Il reste une demi-heure avant la mise en marche des moteurs, prévue pour 12h.30.
Sandwiches trop secs, thé trop fade, ce sera le déjeuner du jour. Mais personne n'a faim. L'émotion depuis le matin n'a fait que croître. L'ordre et le calme ont régné pendant le briefing ; puis l'atmosphère est devenue tendue, nerveuse. Peu à peu, les cravates se sont dénouées, les cols déboutonnés, les casquettes ont disparu ; on parle trop fort, trop vite, on regarde l'heure trop souvent. Les tenues de vol sont plus nombreuses. Les équipages se dirigent vers les avions, auprès desquels sont déjà les batteries d'accus pour la mise en marche des moteurs.
Assis en rond dans l'herbe, on met au point les derniers détails concernant la coopération et le travail intérieur de l'équipage. On étudie inlassablement le plan du secteur Palaiseau, Fresnes, Chevilly-Larue, Thiais.

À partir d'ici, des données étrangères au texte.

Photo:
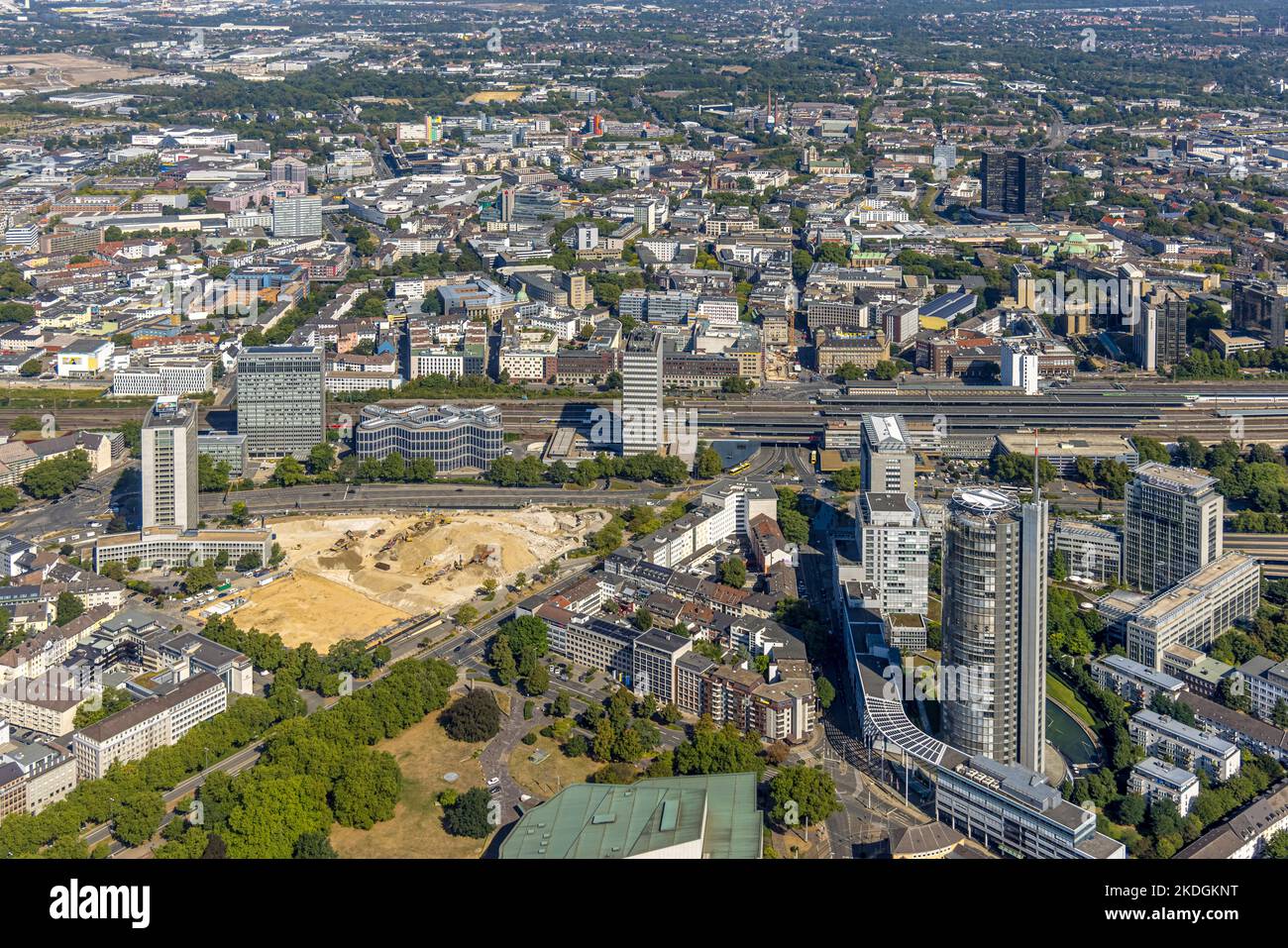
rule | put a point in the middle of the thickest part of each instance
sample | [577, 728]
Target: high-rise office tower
[281, 399]
[1013, 181]
[1257, 307]
[642, 391]
[888, 463]
[1171, 526]
[170, 466]
[297, 217]
[1159, 333]
[995, 626]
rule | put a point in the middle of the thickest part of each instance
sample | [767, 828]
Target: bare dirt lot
[425, 755]
[355, 575]
[55, 71]
[308, 608]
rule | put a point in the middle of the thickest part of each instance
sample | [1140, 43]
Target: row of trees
[317, 771]
[129, 796]
[505, 472]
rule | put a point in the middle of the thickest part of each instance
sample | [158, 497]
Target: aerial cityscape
[687, 430]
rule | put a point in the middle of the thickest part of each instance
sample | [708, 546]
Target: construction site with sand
[352, 576]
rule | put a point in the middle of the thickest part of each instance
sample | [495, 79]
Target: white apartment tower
[642, 393]
[170, 466]
[888, 463]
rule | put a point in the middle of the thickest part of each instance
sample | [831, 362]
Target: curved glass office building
[452, 437]
[995, 626]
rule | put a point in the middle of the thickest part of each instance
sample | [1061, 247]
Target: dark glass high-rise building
[1013, 181]
[281, 399]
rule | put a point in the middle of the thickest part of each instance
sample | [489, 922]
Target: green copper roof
[712, 817]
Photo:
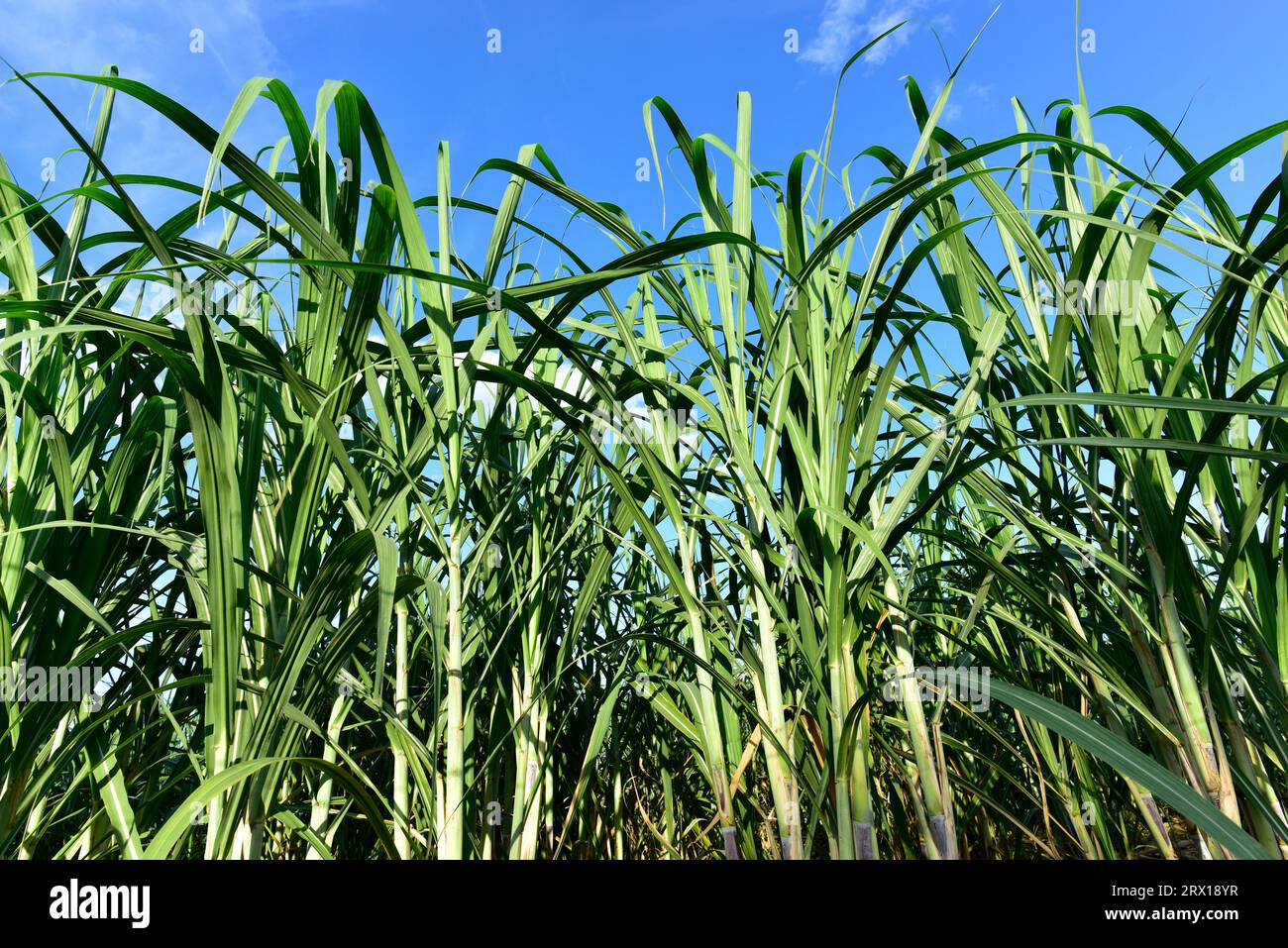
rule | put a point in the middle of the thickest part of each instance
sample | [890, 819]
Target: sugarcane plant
[938, 517]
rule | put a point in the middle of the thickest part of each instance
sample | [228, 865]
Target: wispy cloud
[848, 25]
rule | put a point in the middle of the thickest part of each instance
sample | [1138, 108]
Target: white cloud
[149, 42]
[848, 25]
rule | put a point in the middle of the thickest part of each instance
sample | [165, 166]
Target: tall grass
[370, 579]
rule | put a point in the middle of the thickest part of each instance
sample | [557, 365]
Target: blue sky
[574, 75]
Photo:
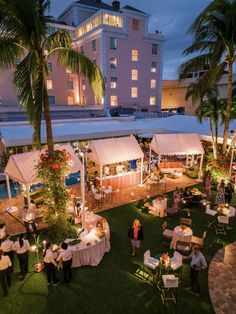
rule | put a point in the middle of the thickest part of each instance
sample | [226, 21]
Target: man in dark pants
[5, 276]
[198, 263]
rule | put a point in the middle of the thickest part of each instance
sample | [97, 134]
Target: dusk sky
[171, 17]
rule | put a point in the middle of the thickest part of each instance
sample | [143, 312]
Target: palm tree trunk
[48, 121]
[228, 106]
[213, 140]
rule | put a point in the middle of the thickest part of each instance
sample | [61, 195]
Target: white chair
[197, 240]
[176, 261]
[170, 284]
[166, 233]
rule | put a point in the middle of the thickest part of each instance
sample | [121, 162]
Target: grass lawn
[112, 287]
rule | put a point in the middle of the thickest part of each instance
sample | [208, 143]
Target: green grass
[112, 287]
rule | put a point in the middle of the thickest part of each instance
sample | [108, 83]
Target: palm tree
[23, 35]
[214, 32]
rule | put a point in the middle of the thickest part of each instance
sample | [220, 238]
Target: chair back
[186, 221]
[172, 283]
[178, 256]
[146, 256]
[164, 225]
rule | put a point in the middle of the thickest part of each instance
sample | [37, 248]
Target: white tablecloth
[179, 235]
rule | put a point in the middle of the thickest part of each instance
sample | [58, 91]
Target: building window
[70, 100]
[153, 67]
[70, 85]
[113, 83]
[49, 84]
[113, 43]
[154, 49]
[134, 92]
[113, 63]
[50, 66]
[51, 100]
[134, 55]
[94, 45]
[152, 101]
[153, 84]
[134, 75]
[135, 25]
[114, 101]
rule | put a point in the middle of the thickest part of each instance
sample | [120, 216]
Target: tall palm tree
[214, 32]
[23, 35]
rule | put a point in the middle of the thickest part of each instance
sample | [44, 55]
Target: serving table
[181, 234]
[125, 179]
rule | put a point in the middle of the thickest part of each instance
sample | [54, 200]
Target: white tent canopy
[113, 150]
[21, 167]
[177, 144]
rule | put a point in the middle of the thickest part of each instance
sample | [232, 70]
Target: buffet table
[121, 180]
[92, 248]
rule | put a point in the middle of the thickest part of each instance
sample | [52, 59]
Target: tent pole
[28, 195]
[200, 169]
[9, 190]
[150, 156]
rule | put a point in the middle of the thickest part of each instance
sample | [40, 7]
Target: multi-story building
[174, 91]
[118, 41]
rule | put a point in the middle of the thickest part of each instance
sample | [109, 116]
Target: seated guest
[28, 217]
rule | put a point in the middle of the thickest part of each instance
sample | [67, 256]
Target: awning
[177, 144]
[21, 167]
[113, 150]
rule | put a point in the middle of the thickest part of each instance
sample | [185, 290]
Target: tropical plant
[23, 36]
[214, 32]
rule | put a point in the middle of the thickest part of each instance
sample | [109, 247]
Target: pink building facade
[117, 39]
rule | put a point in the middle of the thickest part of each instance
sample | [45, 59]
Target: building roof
[113, 150]
[177, 144]
[21, 167]
[128, 7]
[96, 4]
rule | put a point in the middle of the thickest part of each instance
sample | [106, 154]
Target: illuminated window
[154, 49]
[94, 45]
[134, 92]
[70, 100]
[113, 63]
[49, 84]
[70, 85]
[114, 101]
[153, 84]
[113, 43]
[135, 25]
[113, 83]
[153, 67]
[152, 101]
[134, 75]
[134, 55]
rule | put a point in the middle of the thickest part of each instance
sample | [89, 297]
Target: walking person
[50, 264]
[5, 274]
[8, 248]
[22, 247]
[198, 263]
[136, 235]
[66, 257]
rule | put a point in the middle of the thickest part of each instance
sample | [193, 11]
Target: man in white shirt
[198, 263]
[8, 248]
[5, 276]
[66, 257]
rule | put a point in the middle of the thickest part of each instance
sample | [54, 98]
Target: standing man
[5, 276]
[198, 263]
[8, 248]
[28, 216]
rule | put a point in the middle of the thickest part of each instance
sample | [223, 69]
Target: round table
[181, 235]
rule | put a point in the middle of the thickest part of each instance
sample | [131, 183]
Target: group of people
[196, 258]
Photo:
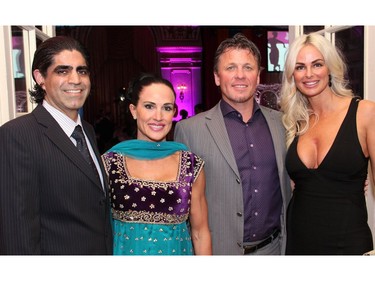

Le Commandant Pouliguen va d'un avion à l'autre. C'est un as de l'autre guerre qui ne vole plus en raison des rigoureuses prescriptions sur les limites d'âge. Lors le chaque opération, il assiste au départ avec une nostalgie et un regret touchants. Il souffre de ne pas décoller lui aussi. Et lors du retour, ce soir, personne ne sera plus ému que lui tandis qu'on dénombrera dans le ciel les grands oiseaux rentrant à la base.
Derniers instants de repos et d'attente... Le bruit d'un moteur déchire le silence, puis un autre, puis un troisième. Le fracas remplit l'aérodrome. J'achève de m'habiller. Je me hisse dans ma cabine, je m'installe sur le siège dur, je m'attache solidement. Sous mes pieds, on ferme la trappe. Les avions sont prêts à partir. Tous les yeux sont dirigés vers celui du Colonel, qui doit se placer le premier sur le périmètre du terrain. Il s'ébranle lentement. Derrière lui, les Bostons s'alignent, occupant chacun l'emplacement qui lui permettra, dans quelques instants, de décoller en temps voulu et de prendre la place assignée dans la formation...
Deux par deux, de vingt en vingt secondes, les avions s'élancent sur l'aire cimentée et décollent ; les roues sont rentrées aussitôt. Les grosses machines qui, tout à l'heure, roulaient lourdement à terre, évoluent avec une aisance et une grâce inattendues, comme des poissons souples et profilés.
La formation tourne une fois autour du terrain et prend le cap à 12h.55 avec trente secondes de retard.